So what exactly are the new rules?


Note: This website was last updated July 2020. For the most up-to-date rules, please go to the Tweed Shire Council website.
The new rules state that if cats are not desexed by 4 months of age, there will be an annual permit fee of $80 on top of the life time registration fee of $50 until your cat is desexed.


Dogs that are not desexed by 6 months of age are charged $216 for lifetime registration instead of $60.
Dogs that are a restricted breed or that have been declared dangerous will also have an annual permit fee of $195.

But that’s not fair!

In New South Wales, we have been one of the few states to have introduced lifetime registration. Until now it has been much cheaper to register your pet in New South Wales than Queensland. In Queensland they still pay an annual fee regardless of whether or not a pet is desexed).
That means it is still cheaper in NSW than QLD for most pet owners! Additionally we are one of the few states with a state based registry, rather than multiple private registration databases.
This is not a council level decision, and Tweed Shire Council are not responsible for the new rules. This is a statewide decision to encourage desexing of pets. Rest assured though, if it is not in your pet’s best interests to be desexed early, we will help you where we can.
We strongly encourage you to register your pets, regardless of when they are desexed. There can be heavy fines, which range from $330 – $5500 according to the Office of Local Government Website.

What is the difference between microchipping and registering my pet?

Microchipping involves a needle to place a small chip the size of a grain of rice.

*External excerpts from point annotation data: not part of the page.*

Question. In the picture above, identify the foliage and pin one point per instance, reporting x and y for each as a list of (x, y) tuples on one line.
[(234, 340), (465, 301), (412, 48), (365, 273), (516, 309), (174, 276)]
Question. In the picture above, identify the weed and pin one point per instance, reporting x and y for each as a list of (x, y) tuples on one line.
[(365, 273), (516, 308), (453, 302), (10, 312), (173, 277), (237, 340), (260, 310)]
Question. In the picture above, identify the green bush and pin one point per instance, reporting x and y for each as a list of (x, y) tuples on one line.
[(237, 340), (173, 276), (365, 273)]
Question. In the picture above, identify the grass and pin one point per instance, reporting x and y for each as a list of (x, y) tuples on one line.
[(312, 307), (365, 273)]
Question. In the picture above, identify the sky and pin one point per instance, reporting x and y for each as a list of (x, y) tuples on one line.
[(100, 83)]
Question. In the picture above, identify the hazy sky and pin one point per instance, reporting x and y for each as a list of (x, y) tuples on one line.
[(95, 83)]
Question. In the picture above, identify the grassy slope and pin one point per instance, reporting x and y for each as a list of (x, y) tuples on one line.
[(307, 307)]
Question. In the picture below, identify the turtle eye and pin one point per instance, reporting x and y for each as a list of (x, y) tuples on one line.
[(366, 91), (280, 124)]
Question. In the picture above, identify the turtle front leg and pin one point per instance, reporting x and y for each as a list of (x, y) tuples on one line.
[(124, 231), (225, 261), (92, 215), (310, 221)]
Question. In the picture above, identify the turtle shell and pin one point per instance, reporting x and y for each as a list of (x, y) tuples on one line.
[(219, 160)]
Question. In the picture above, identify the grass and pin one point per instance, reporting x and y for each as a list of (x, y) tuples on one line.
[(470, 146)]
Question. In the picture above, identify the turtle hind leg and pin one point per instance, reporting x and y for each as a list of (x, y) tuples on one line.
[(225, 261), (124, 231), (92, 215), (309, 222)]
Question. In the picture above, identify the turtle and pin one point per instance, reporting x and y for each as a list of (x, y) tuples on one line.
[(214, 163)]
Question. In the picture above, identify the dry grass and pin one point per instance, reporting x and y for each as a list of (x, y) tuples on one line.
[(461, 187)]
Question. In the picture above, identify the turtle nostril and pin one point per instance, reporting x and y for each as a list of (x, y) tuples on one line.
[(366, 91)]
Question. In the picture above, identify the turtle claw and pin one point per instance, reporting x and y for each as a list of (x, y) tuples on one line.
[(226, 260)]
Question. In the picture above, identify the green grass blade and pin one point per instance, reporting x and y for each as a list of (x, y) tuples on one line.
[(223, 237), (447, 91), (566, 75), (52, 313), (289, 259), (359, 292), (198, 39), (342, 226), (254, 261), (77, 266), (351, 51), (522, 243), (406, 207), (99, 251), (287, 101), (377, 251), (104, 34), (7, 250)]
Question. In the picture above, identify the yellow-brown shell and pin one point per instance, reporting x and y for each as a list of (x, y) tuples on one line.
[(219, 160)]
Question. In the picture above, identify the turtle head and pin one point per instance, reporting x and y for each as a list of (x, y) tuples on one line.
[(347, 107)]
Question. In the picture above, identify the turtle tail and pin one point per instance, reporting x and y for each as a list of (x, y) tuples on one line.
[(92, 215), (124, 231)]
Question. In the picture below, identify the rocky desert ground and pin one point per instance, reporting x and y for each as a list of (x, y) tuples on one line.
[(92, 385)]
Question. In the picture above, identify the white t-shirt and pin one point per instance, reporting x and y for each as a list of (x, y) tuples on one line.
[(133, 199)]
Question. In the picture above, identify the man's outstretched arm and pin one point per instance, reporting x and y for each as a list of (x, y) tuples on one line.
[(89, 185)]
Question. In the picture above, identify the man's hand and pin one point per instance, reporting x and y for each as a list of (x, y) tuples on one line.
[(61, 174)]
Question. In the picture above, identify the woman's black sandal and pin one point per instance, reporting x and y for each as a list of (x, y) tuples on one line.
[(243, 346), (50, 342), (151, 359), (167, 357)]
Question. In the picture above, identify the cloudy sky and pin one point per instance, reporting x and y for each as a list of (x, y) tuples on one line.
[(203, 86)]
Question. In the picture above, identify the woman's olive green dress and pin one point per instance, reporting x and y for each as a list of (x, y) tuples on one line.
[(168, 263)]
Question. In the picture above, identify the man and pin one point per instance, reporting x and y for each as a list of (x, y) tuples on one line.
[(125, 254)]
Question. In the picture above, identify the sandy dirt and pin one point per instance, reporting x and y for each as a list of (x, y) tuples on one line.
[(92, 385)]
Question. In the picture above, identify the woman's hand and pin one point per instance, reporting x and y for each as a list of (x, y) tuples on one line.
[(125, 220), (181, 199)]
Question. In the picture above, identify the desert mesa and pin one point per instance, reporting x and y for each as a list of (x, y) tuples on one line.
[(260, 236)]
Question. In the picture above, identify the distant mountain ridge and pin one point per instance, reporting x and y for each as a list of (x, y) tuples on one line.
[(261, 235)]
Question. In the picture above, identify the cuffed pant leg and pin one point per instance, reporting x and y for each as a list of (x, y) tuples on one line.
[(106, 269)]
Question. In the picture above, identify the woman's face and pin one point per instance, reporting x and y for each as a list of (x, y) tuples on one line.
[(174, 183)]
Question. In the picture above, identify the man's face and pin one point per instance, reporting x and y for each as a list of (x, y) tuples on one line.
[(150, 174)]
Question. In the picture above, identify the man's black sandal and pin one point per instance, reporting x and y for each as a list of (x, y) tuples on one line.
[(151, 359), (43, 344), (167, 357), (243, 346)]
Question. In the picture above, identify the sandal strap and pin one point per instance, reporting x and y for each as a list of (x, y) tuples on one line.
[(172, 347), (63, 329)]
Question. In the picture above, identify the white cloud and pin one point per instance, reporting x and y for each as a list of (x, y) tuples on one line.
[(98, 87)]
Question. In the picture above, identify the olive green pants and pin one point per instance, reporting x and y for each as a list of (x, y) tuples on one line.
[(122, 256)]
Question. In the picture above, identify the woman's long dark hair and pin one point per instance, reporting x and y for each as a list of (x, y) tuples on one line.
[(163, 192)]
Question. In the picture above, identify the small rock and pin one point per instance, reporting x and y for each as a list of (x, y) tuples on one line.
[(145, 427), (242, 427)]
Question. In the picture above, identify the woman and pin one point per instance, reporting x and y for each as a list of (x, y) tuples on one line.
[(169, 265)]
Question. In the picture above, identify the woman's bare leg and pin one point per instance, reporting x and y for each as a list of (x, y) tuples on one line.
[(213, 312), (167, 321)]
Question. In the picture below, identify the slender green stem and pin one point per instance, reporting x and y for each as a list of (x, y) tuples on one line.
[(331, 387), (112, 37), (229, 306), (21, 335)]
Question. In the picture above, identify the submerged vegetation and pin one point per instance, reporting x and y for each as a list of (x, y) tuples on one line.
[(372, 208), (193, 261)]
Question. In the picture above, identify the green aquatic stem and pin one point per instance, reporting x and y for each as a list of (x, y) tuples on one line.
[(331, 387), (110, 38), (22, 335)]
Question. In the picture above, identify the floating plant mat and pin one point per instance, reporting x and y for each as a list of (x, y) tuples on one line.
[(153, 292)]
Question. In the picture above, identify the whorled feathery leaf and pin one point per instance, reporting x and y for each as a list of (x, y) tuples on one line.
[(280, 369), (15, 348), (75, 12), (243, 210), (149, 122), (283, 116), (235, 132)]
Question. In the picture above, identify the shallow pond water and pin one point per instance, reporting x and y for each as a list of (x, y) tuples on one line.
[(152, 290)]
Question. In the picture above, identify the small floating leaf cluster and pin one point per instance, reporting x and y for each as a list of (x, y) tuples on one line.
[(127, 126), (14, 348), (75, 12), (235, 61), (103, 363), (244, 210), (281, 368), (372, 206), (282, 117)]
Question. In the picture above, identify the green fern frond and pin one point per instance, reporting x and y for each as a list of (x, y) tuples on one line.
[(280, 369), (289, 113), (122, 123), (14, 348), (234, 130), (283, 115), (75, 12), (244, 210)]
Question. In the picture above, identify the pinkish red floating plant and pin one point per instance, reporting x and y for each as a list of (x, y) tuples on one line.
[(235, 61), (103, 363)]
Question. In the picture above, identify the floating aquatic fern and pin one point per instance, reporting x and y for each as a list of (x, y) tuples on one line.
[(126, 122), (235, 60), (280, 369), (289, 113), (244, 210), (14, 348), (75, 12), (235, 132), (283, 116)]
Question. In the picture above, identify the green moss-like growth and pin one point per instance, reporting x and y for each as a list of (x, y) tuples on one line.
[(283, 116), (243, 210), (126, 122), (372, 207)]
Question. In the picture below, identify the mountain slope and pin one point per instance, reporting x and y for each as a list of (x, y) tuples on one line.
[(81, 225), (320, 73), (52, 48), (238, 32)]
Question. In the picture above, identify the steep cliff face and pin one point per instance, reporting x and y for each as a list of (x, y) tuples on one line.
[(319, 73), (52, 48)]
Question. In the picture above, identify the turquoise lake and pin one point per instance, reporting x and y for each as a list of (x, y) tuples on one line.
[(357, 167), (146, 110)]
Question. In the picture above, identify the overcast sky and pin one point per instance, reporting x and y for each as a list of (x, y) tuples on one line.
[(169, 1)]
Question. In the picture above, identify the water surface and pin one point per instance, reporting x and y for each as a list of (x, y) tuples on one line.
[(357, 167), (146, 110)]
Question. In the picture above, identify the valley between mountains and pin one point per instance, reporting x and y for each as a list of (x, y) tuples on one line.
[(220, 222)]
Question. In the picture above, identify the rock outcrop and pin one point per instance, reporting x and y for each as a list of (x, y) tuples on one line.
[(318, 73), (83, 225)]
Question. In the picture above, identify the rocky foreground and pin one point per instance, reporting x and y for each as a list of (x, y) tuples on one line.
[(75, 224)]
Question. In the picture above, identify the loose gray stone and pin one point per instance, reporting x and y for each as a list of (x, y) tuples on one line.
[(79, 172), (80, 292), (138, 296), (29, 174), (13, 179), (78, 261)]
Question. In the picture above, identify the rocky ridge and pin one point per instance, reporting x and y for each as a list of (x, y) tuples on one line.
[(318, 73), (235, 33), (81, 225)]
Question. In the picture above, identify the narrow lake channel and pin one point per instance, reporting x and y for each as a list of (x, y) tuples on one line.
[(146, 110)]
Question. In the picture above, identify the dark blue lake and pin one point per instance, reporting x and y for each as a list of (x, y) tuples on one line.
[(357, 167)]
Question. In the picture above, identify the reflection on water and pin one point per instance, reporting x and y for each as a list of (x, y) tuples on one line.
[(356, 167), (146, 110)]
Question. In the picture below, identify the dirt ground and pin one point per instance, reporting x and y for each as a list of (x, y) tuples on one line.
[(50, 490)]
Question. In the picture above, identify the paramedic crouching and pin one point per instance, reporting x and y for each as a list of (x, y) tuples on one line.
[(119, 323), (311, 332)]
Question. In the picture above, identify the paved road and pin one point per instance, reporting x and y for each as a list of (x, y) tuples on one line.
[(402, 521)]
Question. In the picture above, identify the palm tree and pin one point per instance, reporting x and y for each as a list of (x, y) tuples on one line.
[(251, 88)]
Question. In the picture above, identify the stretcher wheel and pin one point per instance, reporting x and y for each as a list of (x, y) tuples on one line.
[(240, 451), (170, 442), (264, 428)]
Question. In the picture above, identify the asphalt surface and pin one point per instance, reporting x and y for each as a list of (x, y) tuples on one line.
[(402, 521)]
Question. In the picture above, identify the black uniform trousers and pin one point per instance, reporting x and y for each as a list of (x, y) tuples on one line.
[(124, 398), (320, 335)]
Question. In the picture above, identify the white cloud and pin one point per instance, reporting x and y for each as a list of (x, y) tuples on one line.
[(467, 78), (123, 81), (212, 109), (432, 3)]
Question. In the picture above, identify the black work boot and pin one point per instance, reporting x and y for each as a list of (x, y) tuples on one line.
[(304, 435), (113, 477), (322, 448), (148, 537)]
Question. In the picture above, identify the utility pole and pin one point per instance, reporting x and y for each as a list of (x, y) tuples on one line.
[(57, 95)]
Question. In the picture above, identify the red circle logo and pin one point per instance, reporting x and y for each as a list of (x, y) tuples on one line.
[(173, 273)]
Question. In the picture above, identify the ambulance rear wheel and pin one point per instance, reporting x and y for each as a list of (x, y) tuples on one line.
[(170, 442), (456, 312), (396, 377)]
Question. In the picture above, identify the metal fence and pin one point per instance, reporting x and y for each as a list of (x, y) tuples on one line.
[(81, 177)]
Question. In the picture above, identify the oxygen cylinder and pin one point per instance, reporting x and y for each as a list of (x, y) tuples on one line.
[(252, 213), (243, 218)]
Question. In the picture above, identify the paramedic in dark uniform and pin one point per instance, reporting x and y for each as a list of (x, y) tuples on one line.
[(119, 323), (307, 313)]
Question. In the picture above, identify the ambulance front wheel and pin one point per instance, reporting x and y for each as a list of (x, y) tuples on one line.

A vet can place a small microchip under your pet’s skin – this is called microchipping. We also usually register this number in the NSW Pet Registry database (unless you specify otherwise. There are some privately run databases in Australia). But this is not the same as registering.
Registering your pet is a separate step you take after your vet has microchipped your pet. You need to log onto the NSW Pet Registry database and create your own profile, and pay the life-time registration fee. This fee enables council to keep track of the number of animals in the shire, and facilitates location of lost and stray pets.